WHEN beggars die, there are no comets seen; the heavens themselves blaze forth the death of princes."

Julius Caesar, Shakespeare

The binding, gagging and suffocation of Madame Rose Leon in her home at the age of 86 is a tragic mark of our depravity.

Yet the leaders of our political parties speak of her as though she died of natural causes. And talk show host Mutty Perkins utters desperate nonsense about her murder not being more important than either that of Tess Thomas, or Agana Barrett who suffocated in the Constant Spring lock-up.

The elderly Tess Thomas gave her life to public service and the defence of the rights of consumers in this country. We don't know what young Agana Barrett did, and cannot know what he might have done in future. All people are indeed equal, but they do not contribute equally. In its indecent haste to be unjudgemental and equalitarian, this country has lost a sense of degree and with it all standards.

Tragic though his death was, Agana Barrett's contribution to Jamaica can by no stretch of the imagination be compared to Tess Thomas', nor indeed Madam Rose's.

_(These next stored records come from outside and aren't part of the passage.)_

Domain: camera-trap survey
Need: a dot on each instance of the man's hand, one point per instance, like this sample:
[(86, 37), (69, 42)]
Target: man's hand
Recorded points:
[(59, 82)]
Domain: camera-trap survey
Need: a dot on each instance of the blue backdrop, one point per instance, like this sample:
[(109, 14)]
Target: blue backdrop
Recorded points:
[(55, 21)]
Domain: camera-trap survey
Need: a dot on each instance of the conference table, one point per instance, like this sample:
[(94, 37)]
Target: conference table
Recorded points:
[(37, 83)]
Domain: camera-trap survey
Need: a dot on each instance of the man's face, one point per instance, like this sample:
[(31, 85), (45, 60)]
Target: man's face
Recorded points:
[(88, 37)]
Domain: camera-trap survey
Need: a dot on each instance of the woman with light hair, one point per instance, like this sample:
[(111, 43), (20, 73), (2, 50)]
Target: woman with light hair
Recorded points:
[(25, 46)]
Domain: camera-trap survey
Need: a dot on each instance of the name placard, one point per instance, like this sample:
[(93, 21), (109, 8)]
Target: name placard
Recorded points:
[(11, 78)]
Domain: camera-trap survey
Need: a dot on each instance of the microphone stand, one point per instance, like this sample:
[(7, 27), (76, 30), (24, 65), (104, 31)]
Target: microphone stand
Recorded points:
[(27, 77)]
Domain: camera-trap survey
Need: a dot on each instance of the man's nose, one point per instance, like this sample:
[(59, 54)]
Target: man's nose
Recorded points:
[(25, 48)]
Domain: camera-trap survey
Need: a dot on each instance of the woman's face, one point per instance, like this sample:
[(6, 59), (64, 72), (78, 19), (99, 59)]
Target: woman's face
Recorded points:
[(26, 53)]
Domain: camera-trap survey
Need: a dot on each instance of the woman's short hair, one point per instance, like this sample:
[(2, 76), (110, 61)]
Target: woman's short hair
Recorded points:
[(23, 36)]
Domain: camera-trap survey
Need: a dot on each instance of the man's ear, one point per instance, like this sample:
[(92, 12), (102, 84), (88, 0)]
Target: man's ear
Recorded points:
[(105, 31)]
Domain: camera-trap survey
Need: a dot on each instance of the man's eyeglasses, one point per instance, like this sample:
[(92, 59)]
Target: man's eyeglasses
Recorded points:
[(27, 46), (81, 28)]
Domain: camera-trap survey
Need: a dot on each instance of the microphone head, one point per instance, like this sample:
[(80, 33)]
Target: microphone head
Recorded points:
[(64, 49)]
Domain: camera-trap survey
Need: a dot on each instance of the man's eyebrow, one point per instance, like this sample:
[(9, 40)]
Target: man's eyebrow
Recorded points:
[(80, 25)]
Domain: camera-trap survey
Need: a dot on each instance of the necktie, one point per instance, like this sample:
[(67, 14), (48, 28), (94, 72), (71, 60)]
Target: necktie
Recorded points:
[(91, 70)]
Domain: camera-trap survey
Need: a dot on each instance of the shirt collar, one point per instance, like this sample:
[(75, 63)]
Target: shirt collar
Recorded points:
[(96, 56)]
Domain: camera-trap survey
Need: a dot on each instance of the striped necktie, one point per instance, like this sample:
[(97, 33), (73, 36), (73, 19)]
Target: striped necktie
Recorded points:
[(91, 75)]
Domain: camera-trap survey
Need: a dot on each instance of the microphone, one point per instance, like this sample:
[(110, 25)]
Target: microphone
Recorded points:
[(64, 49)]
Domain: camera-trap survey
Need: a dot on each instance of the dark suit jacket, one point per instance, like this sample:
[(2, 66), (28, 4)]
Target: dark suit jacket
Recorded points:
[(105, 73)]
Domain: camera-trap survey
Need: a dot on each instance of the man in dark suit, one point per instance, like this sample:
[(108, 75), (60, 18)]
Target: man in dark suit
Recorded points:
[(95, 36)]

Not only a pioneer industrialist and a Cabinet minister for both political parties Madame Rose was the mother of poor people's housing in this country. Hurricane Charlie had devastated the island in 1951 and when she became Minister of Health and Housing a couple years later she initiated the first programme of public housing because devastation on such a scale should never be allowed to happen again. A decent lady, she hoped to raise the standard of decency in her country. Her murder is not only a tragic disgrace, but a far far greater one than usual.

A people cannot survive who show no deference to the personal achievement of others. Democracy and religion both teach that all people are created equal, but life proves that they are not all equally talented nor indeed equally honourable. Civilisation demands that we make that distinction, and keep it close at all times.

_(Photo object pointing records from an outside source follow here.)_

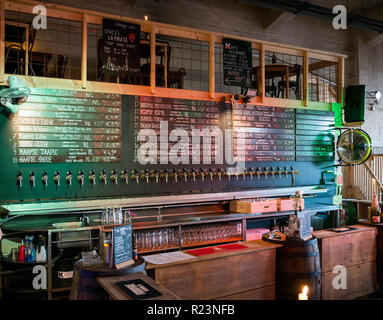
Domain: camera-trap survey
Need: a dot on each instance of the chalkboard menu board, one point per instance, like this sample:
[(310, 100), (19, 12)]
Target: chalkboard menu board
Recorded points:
[(122, 245), (285, 134), (177, 114), (270, 132), (120, 47), (237, 62), (64, 126)]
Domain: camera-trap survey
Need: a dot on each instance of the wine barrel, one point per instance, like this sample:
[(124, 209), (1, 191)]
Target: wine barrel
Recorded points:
[(84, 282), (298, 265)]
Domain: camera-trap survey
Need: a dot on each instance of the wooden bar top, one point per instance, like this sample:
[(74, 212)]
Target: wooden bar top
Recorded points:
[(321, 234), (253, 246), (109, 284)]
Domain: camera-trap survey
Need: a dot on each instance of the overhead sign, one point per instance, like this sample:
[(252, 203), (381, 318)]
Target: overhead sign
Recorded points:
[(120, 47), (237, 63)]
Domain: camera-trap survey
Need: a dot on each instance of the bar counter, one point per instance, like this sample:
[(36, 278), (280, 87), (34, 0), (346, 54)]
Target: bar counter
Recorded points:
[(239, 274)]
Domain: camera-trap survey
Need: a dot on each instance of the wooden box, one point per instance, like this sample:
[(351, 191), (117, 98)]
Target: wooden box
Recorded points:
[(251, 206), (353, 250), (287, 204)]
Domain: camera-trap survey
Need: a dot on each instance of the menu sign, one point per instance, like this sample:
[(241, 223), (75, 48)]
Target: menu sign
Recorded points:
[(65, 126), (184, 114), (122, 246), (237, 62), (120, 46)]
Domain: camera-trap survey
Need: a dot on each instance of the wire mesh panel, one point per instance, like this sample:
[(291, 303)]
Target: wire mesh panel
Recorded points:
[(283, 75), (52, 52), (186, 65), (219, 80), (323, 76)]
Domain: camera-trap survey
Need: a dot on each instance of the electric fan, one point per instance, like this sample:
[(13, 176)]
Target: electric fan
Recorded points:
[(354, 147)]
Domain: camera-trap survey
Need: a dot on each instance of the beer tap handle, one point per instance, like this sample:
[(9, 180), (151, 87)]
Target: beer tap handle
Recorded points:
[(211, 174), (19, 180), (202, 174), (44, 179), (57, 178), (279, 172), (32, 179), (166, 175), (272, 172), (258, 172)]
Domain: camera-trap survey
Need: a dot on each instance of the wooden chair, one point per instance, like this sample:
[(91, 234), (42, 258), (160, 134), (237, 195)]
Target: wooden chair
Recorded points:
[(295, 85)]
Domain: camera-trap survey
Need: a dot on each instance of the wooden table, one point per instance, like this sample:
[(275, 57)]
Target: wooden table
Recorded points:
[(275, 71), (379, 248), (356, 251), (241, 274), (109, 284)]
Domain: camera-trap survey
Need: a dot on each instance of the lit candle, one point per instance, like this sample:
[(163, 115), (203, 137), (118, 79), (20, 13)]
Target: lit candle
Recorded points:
[(303, 295)]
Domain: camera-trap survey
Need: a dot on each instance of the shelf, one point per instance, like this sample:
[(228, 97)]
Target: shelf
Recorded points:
[(61, 289), (212, 242)]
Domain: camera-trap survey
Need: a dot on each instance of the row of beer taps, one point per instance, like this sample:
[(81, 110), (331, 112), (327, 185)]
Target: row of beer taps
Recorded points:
[(160, 175)]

It was therefore singularly unhelpful of Michael Manley to make a great furor in the 1970s about the existence and plight of those whom he lionised as "Sufferers". Sufferers he claimed, were those abandoned and forgotten by society and deprived of its comforts through no fault of their own.

It is not possible to wish away poverty. What a Government can do is create opportunity for people to escape it with their own effort. Manley popularised quite another set of values. Everybody else now had responsibility for poverty except the poor themselves. Government, and particularly the owners of business, had exclusive responsibility for housing the poor, their feeding, schooling, health and burial.

A successful assault had been unleashed upon the spirit of society. The poor should have as many children as they want, because somebody else will always be obliged to care for them. As a result poor parents now spend most of their money on hairdos and dancehall outfits. When I was growing up poor parents bought slates, lead pencils, and were glad to send their children to school. Today there are many more schools, but consistent attendance is the economic priority of but a few.

At a time therefore when the majority now say "Respect" as a synonym for "Hello", they have no self-respect or respect for others, and no one seems to care. Those who have made something of themselves and contribute to society, are left having to justify their own existence to politicians and the audience of talk show hosts. Mediocrity is thus enshrined.

This makes us all poorer, and robs the country of its energy. When the third rate is not only tolerated but poverty lionised, the result is a barbarous Jamaica. From such a county it is no surprise that talent and goodness flee.